Why Marriage Equality Is Personal To Me


I believe in human rights and feel passionately about the topic. I will stand up and advocate for the rights of people around the world and be a part of that fight in any way I can. We are all born with inherent rights that we are fundamentally entitled to regardless of our nationality, where we live, sex, ethnicity, color of our skin, religion, language or any other status for that matter. These rights include political and civil rights, such as equality before the law-which is precisely why same-sex marriage should be legal across the planet, period.

My older sister, Kristin, has been in a relationship with her partner, Kelly, for 11 years. Kelly is a sister to me- maybe not through blood but certainly as measured by my love for her. She was everything I could have wanted in a partner for my sister and in a new sister of mine. Kristin and Kelly began dating in college. They were both on a full scholarship for golf and met on their college golf team. They were inseparable. My sister always dated boys growing up, however I do remember her telling me when we were in just middle school that she had a crush on this girl from her basketball team.

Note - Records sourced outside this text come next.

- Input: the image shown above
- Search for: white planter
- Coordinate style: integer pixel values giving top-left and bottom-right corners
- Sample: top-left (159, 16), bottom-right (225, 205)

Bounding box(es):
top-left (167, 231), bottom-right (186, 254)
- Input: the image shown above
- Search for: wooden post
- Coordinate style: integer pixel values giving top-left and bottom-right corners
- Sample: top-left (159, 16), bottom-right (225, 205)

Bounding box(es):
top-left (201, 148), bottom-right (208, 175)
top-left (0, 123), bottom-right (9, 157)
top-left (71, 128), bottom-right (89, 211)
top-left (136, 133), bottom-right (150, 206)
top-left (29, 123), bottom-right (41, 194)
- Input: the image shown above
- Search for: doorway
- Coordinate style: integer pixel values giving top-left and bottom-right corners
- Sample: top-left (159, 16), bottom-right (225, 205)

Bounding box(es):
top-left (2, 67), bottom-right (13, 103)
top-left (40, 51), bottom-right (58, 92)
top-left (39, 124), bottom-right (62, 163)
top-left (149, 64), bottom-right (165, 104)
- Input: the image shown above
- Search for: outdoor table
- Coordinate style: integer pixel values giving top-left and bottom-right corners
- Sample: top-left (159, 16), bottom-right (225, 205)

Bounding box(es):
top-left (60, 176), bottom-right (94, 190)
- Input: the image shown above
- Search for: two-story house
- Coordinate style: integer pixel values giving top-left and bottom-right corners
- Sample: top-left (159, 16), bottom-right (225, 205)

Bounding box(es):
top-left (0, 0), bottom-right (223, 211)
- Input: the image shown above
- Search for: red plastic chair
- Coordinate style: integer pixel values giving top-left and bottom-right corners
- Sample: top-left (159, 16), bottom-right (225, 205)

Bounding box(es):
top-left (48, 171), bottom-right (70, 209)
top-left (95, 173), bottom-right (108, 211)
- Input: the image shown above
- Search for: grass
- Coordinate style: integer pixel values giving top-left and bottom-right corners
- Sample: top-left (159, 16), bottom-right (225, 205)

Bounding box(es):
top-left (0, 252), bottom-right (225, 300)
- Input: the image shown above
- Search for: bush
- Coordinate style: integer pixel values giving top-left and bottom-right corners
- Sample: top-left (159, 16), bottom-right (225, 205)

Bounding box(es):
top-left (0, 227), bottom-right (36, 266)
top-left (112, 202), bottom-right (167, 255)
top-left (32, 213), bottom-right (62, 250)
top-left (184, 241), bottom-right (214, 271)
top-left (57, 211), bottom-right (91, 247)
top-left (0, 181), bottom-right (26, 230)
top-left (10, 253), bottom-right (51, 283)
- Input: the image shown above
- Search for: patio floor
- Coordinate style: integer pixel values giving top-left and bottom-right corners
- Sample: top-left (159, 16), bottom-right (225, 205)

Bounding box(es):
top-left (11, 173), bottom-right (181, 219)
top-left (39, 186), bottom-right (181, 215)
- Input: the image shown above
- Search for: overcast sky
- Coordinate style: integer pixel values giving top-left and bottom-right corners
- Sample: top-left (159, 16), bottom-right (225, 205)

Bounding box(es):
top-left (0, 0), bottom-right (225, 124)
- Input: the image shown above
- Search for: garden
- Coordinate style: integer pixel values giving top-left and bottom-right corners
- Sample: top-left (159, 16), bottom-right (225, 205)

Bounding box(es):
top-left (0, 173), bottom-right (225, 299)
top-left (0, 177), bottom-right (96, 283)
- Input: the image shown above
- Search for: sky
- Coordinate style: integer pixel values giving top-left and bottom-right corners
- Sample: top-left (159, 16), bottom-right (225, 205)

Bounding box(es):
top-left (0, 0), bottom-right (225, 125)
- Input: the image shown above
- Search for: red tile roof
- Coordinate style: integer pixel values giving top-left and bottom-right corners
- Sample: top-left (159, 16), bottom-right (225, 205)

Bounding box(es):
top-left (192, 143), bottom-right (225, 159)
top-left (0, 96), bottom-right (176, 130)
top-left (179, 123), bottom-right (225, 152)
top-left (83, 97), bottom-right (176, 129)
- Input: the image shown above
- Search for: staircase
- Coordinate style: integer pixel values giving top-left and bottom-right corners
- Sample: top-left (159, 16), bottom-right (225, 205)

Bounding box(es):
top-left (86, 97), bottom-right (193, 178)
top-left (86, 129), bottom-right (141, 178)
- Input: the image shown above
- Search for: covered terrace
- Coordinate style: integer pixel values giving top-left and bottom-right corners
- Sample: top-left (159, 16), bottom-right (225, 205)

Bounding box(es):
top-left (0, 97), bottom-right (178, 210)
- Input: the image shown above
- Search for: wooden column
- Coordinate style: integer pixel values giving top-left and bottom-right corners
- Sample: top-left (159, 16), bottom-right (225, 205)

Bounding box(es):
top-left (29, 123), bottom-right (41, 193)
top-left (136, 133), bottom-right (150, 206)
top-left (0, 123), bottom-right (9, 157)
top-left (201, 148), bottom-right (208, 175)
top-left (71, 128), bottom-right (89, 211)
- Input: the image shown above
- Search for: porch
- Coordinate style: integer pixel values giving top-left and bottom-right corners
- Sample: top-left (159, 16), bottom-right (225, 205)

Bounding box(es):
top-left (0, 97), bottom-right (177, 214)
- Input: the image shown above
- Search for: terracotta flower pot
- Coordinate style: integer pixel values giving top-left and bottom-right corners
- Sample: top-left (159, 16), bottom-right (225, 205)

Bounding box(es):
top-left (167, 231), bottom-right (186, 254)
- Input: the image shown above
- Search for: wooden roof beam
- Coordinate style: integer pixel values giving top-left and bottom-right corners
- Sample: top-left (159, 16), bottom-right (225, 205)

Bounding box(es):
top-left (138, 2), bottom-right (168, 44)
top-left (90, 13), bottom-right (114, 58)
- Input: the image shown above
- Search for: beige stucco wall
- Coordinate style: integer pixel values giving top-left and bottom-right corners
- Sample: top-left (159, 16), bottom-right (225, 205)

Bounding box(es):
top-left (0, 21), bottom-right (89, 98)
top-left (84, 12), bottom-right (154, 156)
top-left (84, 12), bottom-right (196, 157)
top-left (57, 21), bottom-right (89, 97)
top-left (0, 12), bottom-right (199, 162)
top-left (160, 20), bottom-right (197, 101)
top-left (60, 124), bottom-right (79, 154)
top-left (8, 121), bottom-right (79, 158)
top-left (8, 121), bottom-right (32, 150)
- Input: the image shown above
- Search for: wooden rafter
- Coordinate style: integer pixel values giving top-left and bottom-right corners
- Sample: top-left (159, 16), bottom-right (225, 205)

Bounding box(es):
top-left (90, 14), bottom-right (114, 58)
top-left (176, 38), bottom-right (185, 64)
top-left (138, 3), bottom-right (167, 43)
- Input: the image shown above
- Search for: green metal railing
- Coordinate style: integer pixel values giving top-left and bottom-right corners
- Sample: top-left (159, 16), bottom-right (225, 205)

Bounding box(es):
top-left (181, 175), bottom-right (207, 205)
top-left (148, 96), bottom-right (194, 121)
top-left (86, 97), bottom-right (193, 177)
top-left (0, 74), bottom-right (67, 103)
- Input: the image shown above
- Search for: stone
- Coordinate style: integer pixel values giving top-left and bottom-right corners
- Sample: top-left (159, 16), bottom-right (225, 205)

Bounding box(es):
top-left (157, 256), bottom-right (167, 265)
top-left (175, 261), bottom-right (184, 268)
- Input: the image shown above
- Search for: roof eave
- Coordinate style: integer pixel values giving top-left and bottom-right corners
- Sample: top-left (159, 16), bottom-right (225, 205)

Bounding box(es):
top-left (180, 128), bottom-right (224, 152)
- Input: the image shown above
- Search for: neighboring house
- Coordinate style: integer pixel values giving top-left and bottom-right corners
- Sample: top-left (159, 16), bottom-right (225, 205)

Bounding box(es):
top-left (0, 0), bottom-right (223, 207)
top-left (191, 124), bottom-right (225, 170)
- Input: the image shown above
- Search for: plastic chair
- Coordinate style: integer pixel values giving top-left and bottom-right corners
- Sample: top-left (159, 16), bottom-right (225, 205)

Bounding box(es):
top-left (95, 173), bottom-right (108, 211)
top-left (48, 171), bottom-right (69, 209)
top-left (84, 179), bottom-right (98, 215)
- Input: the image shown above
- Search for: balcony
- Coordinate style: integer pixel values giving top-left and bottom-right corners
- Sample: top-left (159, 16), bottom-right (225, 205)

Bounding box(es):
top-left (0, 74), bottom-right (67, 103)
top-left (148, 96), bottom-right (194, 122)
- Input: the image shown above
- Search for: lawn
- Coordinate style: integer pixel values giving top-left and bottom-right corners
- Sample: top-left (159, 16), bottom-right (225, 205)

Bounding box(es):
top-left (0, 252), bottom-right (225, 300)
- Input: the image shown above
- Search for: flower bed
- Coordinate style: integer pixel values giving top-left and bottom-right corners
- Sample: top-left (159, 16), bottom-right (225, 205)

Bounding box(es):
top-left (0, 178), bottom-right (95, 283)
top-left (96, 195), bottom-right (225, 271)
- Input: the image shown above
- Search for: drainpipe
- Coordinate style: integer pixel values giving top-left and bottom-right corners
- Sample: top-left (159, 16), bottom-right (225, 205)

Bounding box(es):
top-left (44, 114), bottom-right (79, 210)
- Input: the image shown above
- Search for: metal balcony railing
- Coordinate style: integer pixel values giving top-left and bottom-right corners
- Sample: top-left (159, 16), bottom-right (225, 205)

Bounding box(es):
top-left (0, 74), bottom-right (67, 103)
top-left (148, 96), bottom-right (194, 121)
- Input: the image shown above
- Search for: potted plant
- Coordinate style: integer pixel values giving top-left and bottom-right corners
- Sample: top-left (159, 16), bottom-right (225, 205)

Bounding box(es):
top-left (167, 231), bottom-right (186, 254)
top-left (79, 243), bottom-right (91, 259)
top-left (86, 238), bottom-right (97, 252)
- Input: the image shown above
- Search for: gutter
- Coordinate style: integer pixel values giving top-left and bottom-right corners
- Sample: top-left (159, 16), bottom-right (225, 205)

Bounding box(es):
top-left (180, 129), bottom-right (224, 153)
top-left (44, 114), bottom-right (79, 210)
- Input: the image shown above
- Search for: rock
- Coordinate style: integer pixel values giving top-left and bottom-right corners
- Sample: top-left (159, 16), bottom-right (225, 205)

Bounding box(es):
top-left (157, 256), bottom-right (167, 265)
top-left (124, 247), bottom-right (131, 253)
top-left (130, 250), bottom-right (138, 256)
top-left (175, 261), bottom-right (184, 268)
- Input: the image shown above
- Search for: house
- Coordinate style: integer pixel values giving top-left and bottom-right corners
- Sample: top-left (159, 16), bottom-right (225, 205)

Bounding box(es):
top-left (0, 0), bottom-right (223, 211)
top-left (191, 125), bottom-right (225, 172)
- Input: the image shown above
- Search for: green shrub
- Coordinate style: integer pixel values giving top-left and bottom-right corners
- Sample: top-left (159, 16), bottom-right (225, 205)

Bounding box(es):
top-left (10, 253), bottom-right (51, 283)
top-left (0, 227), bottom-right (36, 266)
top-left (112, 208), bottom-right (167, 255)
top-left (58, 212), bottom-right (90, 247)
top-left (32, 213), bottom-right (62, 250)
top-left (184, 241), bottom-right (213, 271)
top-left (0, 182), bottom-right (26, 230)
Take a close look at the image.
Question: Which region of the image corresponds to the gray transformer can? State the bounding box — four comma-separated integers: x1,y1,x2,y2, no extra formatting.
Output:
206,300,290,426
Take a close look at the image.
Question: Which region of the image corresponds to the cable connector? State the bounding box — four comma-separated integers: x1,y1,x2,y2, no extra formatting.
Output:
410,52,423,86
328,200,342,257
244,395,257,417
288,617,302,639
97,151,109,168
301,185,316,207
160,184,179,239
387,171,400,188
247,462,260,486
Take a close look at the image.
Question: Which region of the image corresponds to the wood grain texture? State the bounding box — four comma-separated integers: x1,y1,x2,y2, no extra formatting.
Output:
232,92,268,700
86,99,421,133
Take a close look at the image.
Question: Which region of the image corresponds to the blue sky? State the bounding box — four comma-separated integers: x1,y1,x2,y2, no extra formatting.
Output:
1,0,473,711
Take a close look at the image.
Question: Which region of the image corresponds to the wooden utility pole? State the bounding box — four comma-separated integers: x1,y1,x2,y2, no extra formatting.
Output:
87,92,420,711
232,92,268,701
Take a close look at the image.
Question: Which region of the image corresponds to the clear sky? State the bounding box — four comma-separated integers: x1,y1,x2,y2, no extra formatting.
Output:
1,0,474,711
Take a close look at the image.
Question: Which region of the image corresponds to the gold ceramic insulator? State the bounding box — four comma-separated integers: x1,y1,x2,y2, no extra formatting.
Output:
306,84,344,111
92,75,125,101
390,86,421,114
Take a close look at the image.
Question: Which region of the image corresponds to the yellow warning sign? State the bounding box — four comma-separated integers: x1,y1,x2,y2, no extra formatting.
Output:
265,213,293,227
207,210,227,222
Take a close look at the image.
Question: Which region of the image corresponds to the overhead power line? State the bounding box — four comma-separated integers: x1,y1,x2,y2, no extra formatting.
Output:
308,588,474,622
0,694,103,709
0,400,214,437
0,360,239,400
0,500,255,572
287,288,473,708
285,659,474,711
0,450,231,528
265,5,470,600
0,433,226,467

They never came out to my family and said they were together, as a gay couple, but instead insisted that they were just close college friends and roommates. I think I was the only family member who they came out to, and the only one they could intimately talk with and be openly affectionate with towards one another. After awhile I think most everybody, family and family friends, knew- but it was an unspoken knowledge for a really long time. I’m really not sure why she chose to keep her relationship under wraps. Maybe she was not confident in how my parents and grandparents (who we were very close with) would react. She had never dated a woman, after all.

After living with their relationship going unacknowledged for long enough, my sister and Kelly began to make it very obvious, through remarks or subtle displays of affection, that they were in fact in love and together. My grandparents were accepting and loved Kelly as they did their own grandchildren. My parents, however, for years referred to Kelly as “Kristin’s roommate” in introductions. This pained me, and I can’t imagine how it pained them. I wish I would have stood up for them and insisted on Kelly’s correct place in our family, but I guess I was young and lacked the courage. I also didn’t want to make my sister and Kelly uncomfortable.

The girls announced their engagement to me in 2005. They got married in secret in Las Vegas- probably the only state we could lie and say we were visiting for fun and have everyone else believe us. The only friends and family in attendance were myself and my best friend, who was like a sister to us.

I felt so honored to be a part of their modest ceremony. My best friend and I sat in the guest chairs at the wedding venue, anxiously waiting for the song that would cue the bride to begin her stroll down the aisle. Kristin looked beautiful- tall, blonde, blue eyes, in a stunning dress- but I felt a sense of profound sadness, an emotion ill placed for a wedding day. I looked around at the empty seats. I looked at her, beautiful but alone, without her beloved father on her arm. I felt so deflated that they were not be surrounded that day by people they love and who love them in return. My sister didn't get to pick out her wedding dress with her mom and others that she loved. Instead, I was the only one there to first see her in her wedding dress. There was nobody there to bare witness to this union of these two incredible, accomplished, kind, honest women. Going home knowing that their marriage would not be legally acknowledged made the whole ceremony feel like a dream. There, and then gone with the desert dust.

After 10 years, it seemed everyone eventually gave up and acknowledged Kristin and Kelly’s relationship. Some insanity ensued and ignorant and ridiculous things were said to them at times, including that "gay couples will go to hell". If there is a hell, Kristin and Kelly would be the last people on earth to be residences. The disapproval eventually stopped and actually Kelly became a beloved member of our family. My mom ended up seeing their marriage certificate in a box while she was helping them to move. She seemed pretty indifferent about it and I’m not sure if she told me dad. So it is out at this point that they are married. I still to this day haven’t heard anyone refer to Kelly as “Kristin’s wife”.

The girls went to their local court house here in California and got married in 2013, when California became the second state (after Massachusetts) to allow same-sex marriages. My sister finally was able to change her last name to that of Kelly’s.

Kristin and Kelly, like so many other same-sex couples, struggled with their families, with discriminations and inequalities- a fight that nobody, no human being, should ever have to endure. Friday’s Supreme Court decision to make same-sex marriages legal and recognized nationwide is monumental and so exciting for homosexuals and their supportive families. And even though there is much to be done in the fight for equality, no gay couple will ever have to fight the battle of being able to marry and be legally recognized again- and that is one giant leap in the right direction and one less life battle that needs to be won for gay couples.